SPARCstation 1
| SPARCstation 1+ | |
| Codename | Campus | 
|---|---|
| Also known as | 4/60 | 
| Developer | Sun Microsystems | 
| Manufacturer | Sun Microsystems | 
| Product family | SPARCstation | 
| Type | Workstation | 
| Release date | April 12, 1989 | 
| Availability | July 1989 | 
| Introductory price | US$8,995–15,400 | 
| Units sold | Over 120,000 | 
| Operating system | |
| CPU | LSI Logic SPARC at 20 MHz (1) or 25 MHz (1+) | 
| Memory | 1–64 MB | 
| Predecessor | Sun-4 | 
| Successor | SPARCstation 2 | 
| Related | SPARCstation IPC | 
The SPARCstation 1 (Sun 4/60, code-named Campus) is the first of the SPARCstation series of SPARC-based workstations sold by Sun Microsystems. The design originated in 1987 by a Sun spin-off company, UniSun, which was soon re-acquired. The SPARCstation 1 has a distinctive slim enclosure (a square 3-inch-high "pizza box") and was first announced in April 1989; the first units shipped in July that year.

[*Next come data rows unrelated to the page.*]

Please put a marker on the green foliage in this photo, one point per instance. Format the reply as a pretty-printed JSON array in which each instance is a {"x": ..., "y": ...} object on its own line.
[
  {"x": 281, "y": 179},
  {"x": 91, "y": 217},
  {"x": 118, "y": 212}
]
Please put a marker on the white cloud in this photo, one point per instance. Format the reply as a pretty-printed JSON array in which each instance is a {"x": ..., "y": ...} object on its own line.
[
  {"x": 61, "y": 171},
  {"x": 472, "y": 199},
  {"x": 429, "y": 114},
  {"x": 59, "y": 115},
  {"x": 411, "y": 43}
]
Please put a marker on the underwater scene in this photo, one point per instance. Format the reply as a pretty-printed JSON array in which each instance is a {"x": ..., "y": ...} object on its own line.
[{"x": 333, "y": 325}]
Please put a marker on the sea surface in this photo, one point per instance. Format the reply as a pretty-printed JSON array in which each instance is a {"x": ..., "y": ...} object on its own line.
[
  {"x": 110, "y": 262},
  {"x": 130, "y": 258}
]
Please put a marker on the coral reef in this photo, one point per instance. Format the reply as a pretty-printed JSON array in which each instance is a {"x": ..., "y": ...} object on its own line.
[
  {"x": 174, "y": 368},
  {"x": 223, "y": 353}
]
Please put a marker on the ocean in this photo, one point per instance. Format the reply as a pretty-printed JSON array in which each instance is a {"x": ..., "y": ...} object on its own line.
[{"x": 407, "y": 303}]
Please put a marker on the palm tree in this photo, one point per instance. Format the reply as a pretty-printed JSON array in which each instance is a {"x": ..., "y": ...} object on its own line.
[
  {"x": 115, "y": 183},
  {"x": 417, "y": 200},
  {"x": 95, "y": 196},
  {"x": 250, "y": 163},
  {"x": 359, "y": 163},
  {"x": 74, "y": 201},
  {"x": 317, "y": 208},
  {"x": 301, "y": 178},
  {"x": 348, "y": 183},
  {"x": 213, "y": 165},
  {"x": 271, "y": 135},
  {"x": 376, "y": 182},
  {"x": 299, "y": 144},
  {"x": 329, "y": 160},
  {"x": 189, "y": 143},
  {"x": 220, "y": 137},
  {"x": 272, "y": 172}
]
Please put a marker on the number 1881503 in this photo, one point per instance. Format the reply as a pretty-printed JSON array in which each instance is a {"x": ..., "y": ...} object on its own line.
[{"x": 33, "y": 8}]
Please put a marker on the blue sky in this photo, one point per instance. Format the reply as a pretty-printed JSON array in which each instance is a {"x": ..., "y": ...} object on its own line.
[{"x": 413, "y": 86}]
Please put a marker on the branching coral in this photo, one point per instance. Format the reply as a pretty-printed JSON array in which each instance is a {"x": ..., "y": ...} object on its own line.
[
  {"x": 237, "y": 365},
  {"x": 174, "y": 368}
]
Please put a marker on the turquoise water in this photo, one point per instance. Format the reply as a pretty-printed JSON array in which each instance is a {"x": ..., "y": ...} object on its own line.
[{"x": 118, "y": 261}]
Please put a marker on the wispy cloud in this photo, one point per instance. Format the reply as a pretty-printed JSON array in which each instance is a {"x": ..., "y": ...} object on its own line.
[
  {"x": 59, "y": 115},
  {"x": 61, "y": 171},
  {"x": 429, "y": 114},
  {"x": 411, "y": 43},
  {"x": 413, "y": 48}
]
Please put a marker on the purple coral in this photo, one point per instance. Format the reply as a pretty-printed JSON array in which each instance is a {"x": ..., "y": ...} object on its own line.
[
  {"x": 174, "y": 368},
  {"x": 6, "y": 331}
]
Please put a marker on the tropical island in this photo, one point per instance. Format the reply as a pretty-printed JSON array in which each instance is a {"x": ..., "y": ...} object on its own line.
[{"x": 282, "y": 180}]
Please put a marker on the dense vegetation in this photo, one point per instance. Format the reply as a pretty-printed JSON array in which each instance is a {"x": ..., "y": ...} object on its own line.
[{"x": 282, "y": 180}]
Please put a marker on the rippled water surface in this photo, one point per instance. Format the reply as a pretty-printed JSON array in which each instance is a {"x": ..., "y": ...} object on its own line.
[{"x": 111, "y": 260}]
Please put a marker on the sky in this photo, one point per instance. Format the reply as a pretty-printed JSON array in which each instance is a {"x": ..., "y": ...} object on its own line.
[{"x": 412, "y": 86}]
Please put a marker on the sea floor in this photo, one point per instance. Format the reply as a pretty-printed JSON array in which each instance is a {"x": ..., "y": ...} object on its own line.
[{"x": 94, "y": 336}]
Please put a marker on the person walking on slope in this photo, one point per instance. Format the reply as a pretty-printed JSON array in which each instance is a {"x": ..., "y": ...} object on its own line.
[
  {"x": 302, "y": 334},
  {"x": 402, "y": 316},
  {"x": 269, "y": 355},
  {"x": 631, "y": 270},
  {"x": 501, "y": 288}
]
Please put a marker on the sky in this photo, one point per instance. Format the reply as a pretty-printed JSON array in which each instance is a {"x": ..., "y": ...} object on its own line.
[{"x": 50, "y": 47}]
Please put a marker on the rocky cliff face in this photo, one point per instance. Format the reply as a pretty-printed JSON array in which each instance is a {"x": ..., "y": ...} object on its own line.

Based on an LSI Logic RISC CPU running at 20 MHz, with a Weitek 3170 (or 3172) FPU coprocessor, it was the fourth Sun computer (after the 4/260, 4/110 and 4/280) to use the SPARC architecture and the first of the sun4c architecture. The motherboard has three SBus slots, built-in AUI Ethernet, 8 kHz audio, and a 5 MB/s SCSI-1 bus. The basic display runs at 1152 × 900 in 256 colours, and monitors shipped with the computer were 16 to 19 inch greyscale or colour. Sun released the SPARCstation 1+, an upgrade to the SPARCstation 1 which increased the clock speed of the CPU to 25 MHz among other hardware improvements, in 1990.
Designed for ease of production to compete with high-end PCs or Macs, its principal competitors were the IBM PS/2 Model 80, the NeXT Computer, and Sun's own 3/80. It sold for between about US$8,995, with no hard disks, to US$15,400 with a hard disk (equivalent to $22,817–39,064 in 2024). Within the first 18 months of its introduction, over 120,000 units were sold. Sun ended support for the SPARCstation 1 and 1+ in 1995.